Het behaviorisme begon in 1913 met John B. Watson en beoogde alleen gedrag en processen te bestuderen die volkomen objectief en waarneembaar waren. In dit nieuwe systeem was er geen ruimte voor introspectie, werden mentale concepten niet besproken, en werd er ook geen sprake van geweten.

Het behaviorisme begon zijn hoogtepunt in de jaren 1920 en was het overheersende systeem gedurende vier decennia. De methoden van behaviorisme waren beperkt tot observatie en objectieve experimenten.

Deze beperkingen gaven veel onderzoekers problemen, dus later kwam neoehaviorisme, dat het aantal geaccepteerde gedragingen tot studie uitbreidde.

In het neobehaviorisme konden theoretische constructies, die niet konden worden waargenomen, worden bestudeerd zolang het daaruit afgeleide gedrag kon worden waargenomen. Om bijvoorbeeld het geheugen (een concept) te bestuderen, zou men het aantal items kunnen bestuderen dat onthouden wordt van een originele lijst met 25 items.

Cognitieve psychologie

Cognitivisme ontwikkelde zich als een afzonderlijk gebied van de discipline aan het einde van de jaren 50 en het begin van de jaren 60, na de "cognitieve revolutie" die was begonnen door Noam Chomsky's kritiek op behaviorisme en empirisme in het algemeen.
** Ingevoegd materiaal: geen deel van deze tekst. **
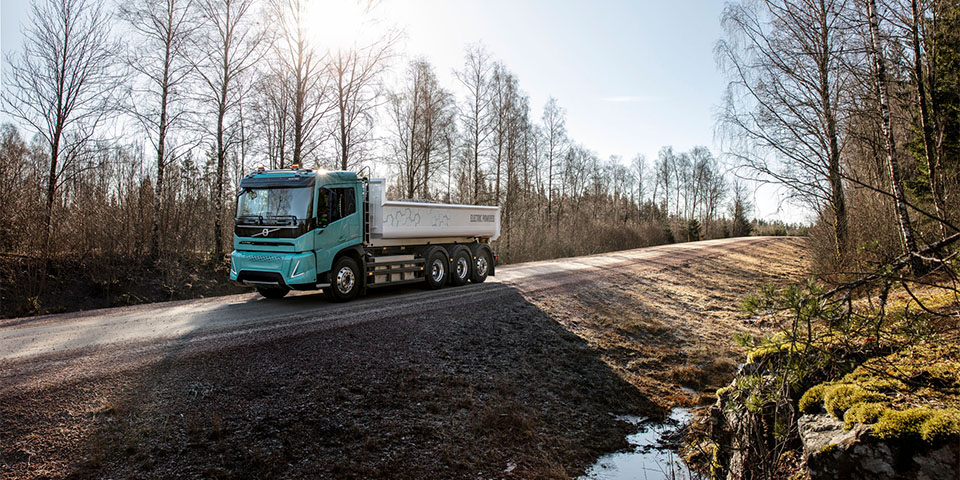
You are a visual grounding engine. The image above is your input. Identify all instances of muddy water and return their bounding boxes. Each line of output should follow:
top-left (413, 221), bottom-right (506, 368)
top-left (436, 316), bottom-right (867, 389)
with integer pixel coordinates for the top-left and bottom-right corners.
top-left (581, 408), bottom-right (698, 480)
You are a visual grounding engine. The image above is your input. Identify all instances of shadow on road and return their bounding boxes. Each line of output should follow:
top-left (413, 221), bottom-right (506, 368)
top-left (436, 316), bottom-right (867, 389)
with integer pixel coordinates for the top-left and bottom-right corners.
top-left (0, 284), bottom-right (656, 478)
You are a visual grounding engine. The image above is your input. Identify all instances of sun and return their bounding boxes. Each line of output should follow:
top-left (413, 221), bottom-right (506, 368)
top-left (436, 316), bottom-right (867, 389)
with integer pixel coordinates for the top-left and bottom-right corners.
top-left (305, 0), bottom-right (381, 51)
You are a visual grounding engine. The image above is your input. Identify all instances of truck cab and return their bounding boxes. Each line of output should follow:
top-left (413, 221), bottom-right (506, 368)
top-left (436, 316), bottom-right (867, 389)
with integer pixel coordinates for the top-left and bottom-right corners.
top-left (230, 167), bottom-right (499, 300)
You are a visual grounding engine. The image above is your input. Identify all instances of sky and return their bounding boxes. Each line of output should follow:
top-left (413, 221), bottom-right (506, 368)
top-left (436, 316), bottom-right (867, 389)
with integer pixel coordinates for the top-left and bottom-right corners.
top-left (0, 0), bottom-right (807, 222)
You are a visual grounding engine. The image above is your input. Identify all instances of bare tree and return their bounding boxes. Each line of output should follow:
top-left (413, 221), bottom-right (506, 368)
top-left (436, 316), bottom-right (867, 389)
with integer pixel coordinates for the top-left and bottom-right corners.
top-left (120, 0), bottom-right (197, 259)
top-left (390, 59), bottom-right (453, 198)
top-left (866, 0), bottom-right (925, 275)
top-left (716, 0), bottom-right (853, 263)
top-left (3, 0), bottom-right (121, 257)
top-left (251, 68), bottom-right (291, 168)
top-left (543, 97), bottom-right (567, 222)
top-left (272, 0), bottom-right (333, 165)
top-left (192, 0), bottom-right (267, 257)
top-left (327, 32), bottom-right (399, 170)
top-left (456, 45), bottom-right (493, 202)
top-left (909, 0), bottom-right (947, 240)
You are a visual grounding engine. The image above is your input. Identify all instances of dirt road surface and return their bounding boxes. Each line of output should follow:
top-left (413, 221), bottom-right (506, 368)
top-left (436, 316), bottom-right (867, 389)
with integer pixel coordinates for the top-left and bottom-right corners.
top-left (0, 237), bottom-right (805, 478)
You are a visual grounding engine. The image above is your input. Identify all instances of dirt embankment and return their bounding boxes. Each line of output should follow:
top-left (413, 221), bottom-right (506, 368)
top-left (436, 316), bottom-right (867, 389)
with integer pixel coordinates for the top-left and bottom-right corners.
top-left (0, 239), bottom-right (805, 478)
top-left (0, 254), bottom-right (245, 318)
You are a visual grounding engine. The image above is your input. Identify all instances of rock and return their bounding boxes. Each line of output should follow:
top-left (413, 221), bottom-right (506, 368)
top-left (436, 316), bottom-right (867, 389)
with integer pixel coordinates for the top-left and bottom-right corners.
top-left (797, 414), bottom-right (960, 480)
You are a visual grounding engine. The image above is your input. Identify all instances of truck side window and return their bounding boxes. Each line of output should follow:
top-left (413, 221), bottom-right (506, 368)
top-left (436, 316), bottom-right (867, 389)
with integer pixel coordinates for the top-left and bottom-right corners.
top-left (330, 188), bottom-right (357, 222)
top-left (340, 188), bottom-right (357, 218)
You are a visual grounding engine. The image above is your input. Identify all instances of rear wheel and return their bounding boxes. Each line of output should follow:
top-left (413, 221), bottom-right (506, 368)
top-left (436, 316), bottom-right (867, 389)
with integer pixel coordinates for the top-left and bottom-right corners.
top-left (450, 247), bottom-right (473, 287)
top-left (257, 287), bottom-right (290, 300)
top-left (323, 257), bottom-right (362, 302)
top-left (470, 247), bottom-right (493, 283)
top-left (423, 248), bottom-right (450, 290)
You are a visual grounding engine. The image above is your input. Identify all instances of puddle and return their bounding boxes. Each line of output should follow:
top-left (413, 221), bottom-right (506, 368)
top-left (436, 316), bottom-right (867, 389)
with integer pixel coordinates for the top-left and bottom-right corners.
top-left (581, 408), bottom-right (699, 480)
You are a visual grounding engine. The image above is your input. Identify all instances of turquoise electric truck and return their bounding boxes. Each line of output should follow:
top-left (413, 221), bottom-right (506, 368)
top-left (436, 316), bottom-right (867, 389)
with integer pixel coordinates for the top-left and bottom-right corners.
top-left (230, 167), bottom-right (500, 301)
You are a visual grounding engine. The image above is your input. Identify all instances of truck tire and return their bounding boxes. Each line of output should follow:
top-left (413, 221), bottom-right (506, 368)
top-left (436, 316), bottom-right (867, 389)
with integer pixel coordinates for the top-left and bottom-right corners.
top-left (423, 248), bottom-right (450, 290)
top-left (470, 247), bottom-right (493, 283)
top-left (257, 287), bottom-right (290, 300)
top-left (323, 256), bottom-right (363, 302)
top-left (450, 247), bottom-right (473, 287)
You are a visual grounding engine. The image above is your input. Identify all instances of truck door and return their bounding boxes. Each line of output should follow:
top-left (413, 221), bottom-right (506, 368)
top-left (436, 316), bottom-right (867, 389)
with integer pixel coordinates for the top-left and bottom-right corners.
top-left (316, 184), bottom-right (363, 272)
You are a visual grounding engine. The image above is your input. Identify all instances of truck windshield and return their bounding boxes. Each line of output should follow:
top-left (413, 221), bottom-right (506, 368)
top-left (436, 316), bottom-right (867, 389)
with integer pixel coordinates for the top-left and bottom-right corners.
top-left (237, 187), bottom-right (313, 221)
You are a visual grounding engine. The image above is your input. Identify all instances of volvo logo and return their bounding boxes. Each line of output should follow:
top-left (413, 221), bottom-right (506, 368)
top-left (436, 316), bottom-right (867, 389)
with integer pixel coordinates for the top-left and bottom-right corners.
top-left (251, 228), bottom-right (280, 237)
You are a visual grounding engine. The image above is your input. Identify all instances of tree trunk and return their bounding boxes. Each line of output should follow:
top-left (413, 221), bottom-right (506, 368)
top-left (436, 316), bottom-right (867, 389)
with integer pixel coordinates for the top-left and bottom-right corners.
top-left (910, 0), bottom-right (947, 240)
top-left (867, 0), bottom-right (926, 276)
top-left (817, 2), bottom-right (848, 268)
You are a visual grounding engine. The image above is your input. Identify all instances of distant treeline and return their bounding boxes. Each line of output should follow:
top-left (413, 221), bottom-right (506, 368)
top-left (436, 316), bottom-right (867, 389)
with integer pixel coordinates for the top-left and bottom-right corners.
top-left (0, 0), bottom-right (764, 276)
top-left (716, 0), bottom-right (960, 277)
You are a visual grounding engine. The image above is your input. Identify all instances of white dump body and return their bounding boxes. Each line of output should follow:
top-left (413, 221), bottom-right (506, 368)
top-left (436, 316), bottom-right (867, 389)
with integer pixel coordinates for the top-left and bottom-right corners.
top-left (369, 178), bottom-right (500, 244)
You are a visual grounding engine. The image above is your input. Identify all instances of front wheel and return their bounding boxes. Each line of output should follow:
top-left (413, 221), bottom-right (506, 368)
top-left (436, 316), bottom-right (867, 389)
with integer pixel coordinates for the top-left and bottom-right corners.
top-left (257, 287), bottom-right (290, 300)
top-left (470, 247), bottom-right (493, 283)
top-left (323, 257), bottom-right (363, 302)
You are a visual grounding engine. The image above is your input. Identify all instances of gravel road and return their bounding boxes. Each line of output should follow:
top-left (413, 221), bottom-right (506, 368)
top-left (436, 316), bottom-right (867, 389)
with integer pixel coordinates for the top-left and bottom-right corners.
top-left (0, 237), bottom-right (799, 478)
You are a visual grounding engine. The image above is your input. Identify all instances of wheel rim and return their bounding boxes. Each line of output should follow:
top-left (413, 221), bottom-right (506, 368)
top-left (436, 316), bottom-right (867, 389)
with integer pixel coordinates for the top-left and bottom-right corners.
top-left (337, 267), bottom-right (355, 294)
top-left (477, 253), bottom-right (487, 277)
top-left (430, 260), bottom-right (444, 283)
top-left (457, 255), bottom-right (470, 279)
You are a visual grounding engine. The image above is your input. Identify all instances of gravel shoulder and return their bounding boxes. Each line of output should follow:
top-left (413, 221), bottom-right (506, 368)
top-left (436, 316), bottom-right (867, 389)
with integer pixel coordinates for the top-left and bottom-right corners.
top-left (0, 238), bottom-right (806, 478)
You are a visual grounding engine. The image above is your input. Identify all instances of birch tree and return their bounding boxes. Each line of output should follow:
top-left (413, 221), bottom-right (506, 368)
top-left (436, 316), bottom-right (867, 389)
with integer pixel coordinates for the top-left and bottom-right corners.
top-left (120, 0), bottom-right (197, 259)
top-left (2, 0), bottom-right (122, 258)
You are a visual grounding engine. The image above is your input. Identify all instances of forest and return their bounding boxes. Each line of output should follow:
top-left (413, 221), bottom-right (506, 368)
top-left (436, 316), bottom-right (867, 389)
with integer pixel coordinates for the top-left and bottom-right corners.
top-left (0, 0), bottom-right (764, 315)
top-left (701, 0), bottom-right (960, 478)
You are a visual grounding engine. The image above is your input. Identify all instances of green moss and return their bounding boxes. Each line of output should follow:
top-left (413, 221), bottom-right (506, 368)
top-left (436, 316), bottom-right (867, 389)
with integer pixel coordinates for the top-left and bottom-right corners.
top-left (710, 445), bottom-right (726, 478)
top-left (798, 383), bottom-right (829, 413)
top-left (870, 408), bottom-right (933, 439)
top-left (920, 408), bottom-right (960, 443)
top-left (843, 403), bottom-right (887, 430)
top-left (823, 383), bottom-right (887, 420)
top-left (820, 443), bottom-right (839, 453)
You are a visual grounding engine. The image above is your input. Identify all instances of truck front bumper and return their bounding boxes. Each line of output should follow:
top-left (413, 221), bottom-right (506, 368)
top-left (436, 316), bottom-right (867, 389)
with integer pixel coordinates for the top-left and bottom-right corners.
top-left (230, 250), bottom-right (317, 289)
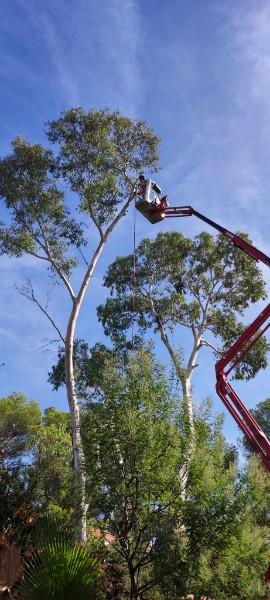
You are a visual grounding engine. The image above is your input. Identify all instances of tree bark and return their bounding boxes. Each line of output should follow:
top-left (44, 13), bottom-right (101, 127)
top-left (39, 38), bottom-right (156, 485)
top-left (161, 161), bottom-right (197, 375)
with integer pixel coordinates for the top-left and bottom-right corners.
top-left (65, 190), bottom-right (134, 542)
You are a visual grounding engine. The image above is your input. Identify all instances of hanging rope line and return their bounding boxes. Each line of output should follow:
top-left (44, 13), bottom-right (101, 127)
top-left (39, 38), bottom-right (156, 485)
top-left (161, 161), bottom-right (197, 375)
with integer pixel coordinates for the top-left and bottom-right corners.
top-left (131, 198), bottom-right (137, 352)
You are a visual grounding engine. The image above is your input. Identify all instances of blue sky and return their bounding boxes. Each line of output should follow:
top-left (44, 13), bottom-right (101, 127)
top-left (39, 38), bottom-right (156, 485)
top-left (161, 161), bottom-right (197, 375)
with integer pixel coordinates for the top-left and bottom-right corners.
top-left (0, 0), bottom-right (270, 448)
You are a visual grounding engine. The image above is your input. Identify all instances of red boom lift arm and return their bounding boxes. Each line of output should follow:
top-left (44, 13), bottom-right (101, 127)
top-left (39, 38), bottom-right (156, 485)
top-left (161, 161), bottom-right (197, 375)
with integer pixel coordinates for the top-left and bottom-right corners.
top-left (136, 175), bottom-right (270, 474)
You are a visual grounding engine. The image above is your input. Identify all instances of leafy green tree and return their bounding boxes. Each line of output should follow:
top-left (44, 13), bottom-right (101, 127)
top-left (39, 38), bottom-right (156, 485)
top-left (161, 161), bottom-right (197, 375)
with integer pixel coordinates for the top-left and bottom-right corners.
top-left (28, 408), bottom-right (73, 518)
top-left (83, 350), bottom-right (184, 599)
top-left (98, 232), bottom-right (269, 489)
top-left (243, 398), bottom-right (270, 455)
top-left (0, 393), bottom-right (41, 534)
top-left (0, 393), bottom-right (76, 534)
top-left (20, 517), bottom-right (101, 600)
top-left (0, 108), bottom-right (159, 541)
top-left (168, 406), bottom-right (270, 600)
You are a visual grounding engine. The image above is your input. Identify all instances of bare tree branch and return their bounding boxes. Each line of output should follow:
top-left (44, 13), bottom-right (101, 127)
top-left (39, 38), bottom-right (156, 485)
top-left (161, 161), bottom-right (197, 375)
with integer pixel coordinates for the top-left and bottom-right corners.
top-left (14, 277), bottom-right (65, 343)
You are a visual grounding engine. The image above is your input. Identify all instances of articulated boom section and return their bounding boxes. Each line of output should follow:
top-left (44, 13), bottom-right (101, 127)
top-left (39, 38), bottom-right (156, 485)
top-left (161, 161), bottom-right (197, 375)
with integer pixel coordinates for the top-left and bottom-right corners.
top-left (136, 176), bottom-right (270, 472)
top-left (216, 304), bottom-right (270, 471)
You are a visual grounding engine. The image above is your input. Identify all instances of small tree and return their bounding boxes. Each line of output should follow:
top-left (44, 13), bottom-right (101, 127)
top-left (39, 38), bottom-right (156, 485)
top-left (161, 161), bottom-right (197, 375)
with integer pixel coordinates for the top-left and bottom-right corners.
top-left (83, 350), bottom-right (184, 600)
top-left (0, 108), bottom-right (159, 540)
top-left (98, 232), bottom-right (268, 489)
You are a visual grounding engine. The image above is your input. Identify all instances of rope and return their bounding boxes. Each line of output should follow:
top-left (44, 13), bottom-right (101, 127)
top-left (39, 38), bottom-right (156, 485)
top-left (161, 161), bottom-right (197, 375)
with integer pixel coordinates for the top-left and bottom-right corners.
top-left (131, 199), bottom-right (137, 352)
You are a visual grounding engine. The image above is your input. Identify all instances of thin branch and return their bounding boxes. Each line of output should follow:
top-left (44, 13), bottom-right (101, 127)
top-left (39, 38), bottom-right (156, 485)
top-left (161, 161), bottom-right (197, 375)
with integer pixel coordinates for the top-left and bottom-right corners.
top-left (77, 246), bottom-right (88, 267)
top-left (37, 220), bottom-right (75, 302)
top-left (14, 278), bottom-right (65, 343)
top-left (201, 339), bottom-right (226, 354)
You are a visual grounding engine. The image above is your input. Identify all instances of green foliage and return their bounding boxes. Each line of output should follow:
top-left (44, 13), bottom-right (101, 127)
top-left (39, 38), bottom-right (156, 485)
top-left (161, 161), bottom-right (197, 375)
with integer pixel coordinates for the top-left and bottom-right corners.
top-left (0, 138), bottom-right (84, 275)
top-left (0, 108), bottom-right (159, 277)
top-left (98, 232), bottom-right (269, 379)
top-left (0, 393), bottom-right (74, 533)
top-left (20, 518), bottom-right (99, 600)
top-left (0, 392), bottom-right (41, 465)
top-left (47, 108), bottom-right (159, 227)
top-left (243, 398), bottom-right (270, 454)
top-left (82, 350), bottom-right (184, 598)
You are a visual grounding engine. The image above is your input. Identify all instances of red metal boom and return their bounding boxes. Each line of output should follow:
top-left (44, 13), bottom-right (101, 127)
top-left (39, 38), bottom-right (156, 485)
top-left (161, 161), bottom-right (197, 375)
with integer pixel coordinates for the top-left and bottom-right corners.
top-left (136, 185), bottom-right (270, 472)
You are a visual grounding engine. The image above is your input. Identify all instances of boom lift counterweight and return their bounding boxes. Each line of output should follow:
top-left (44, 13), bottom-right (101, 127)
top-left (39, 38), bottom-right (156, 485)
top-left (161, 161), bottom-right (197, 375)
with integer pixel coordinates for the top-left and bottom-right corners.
top-left (136, 175), bottom-right (270, 474)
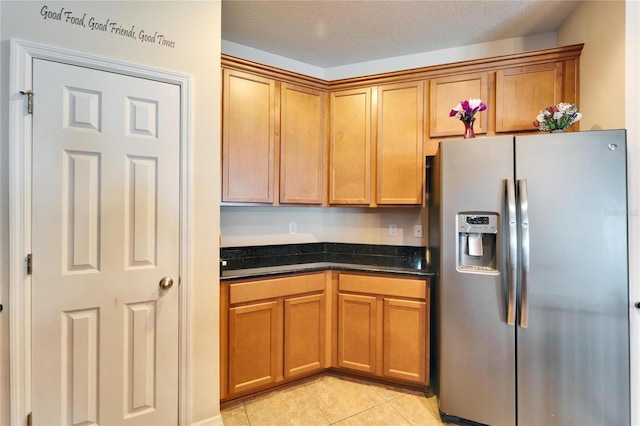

Chomsky concludeerde, in tegenstelling tot het behaviorisme, dat er interne mentale structuren moeten zijn, mentale toestanden die behaviorisme als illusoir had verworpen.

In 1967 bedacht Ulric Neisser de term 'cognitieve psychologie' in zijn gelijknamige boek, waarin hij mensen typeerde als dynamische informatieverwerkingssystemen, waarvan de mentale activiteiten in computationele termen beschreven konden worden..

De opkomst van computertechnologie en kunstmatige intelligentie bevorderde de metafoor van mentale functies als informatieverwerking. Dit alles leidde ertoe dat cognitivisme het dominante mentale model van die tijd was.

De verbindingen tussen de hersenen en het zenuwstelsel kwamen ook vaak voor, als gevolg van studies over hersenbeschadiging en het experimentele werk van Donald Hebb. Met de ontwikkeling van technologieën voor het meten van hersenfuncties werden neuropsychologie en cognitieve neurowetenschappen enkele van de meest actieve gebieden van de psychologie.

Humanistische psychologie

Niet alle psychologen waren echter tevreden met wat zij beschouwden als mechanische modellen van de geest, beschouwd als een computer die alleen informatie verwerkte. Noch waren ze tevreden met de gebieden die waren afgeleid van Freuds psychoanalytische werk, gerelateerd aan het onbewuste rijk van de menselijke psyche.

Humanistische psychologie ontstond aan het einde van de jaren vijftig met twee bijeenkomsten in Detroit, Michigan, van psychologen die geïnteresseerd zijn in het oprichten van een professionele vereniging die zich toelegt op een nieuwe visie op menselijke ontwikkeling: een volledige beschrijving van wat het is om een ​​mens te zijn, vooral die mensen alleen menselijke aspecten, zoals hoop en liefde.

De humanistische benadering benadrukt een fenomenologische visie van menselijke ervaring en probeert mensen en hun gedrag te begrijpen door kwalitatief onderzoek uit te voeren.

Sommige van de theoretici die deze school hebben opgericht zijn Abraham Maslow, bekend om zijn hiërarchie van menselijke behoeften; en Carl Rogers, die de cliëntgerichte therapie creëerde.

Eindelijk, aan het begin van de 21ste eeuw, ontstond positieve psychologie, oorspronkelijk een ontwikkeling van humanistisch onderzoek naar geluk en het idee om geestelijke gezondheid te behandelen in plaats van geestesziekten. De term 'positieve psychologie' is het origineel van Maslow in zijn boek Motivatie en persoonlijkheid (1970).

Het is Martin Seligman die echter wordt beschouwd als de vader van de moderne positieve psychologie beweging.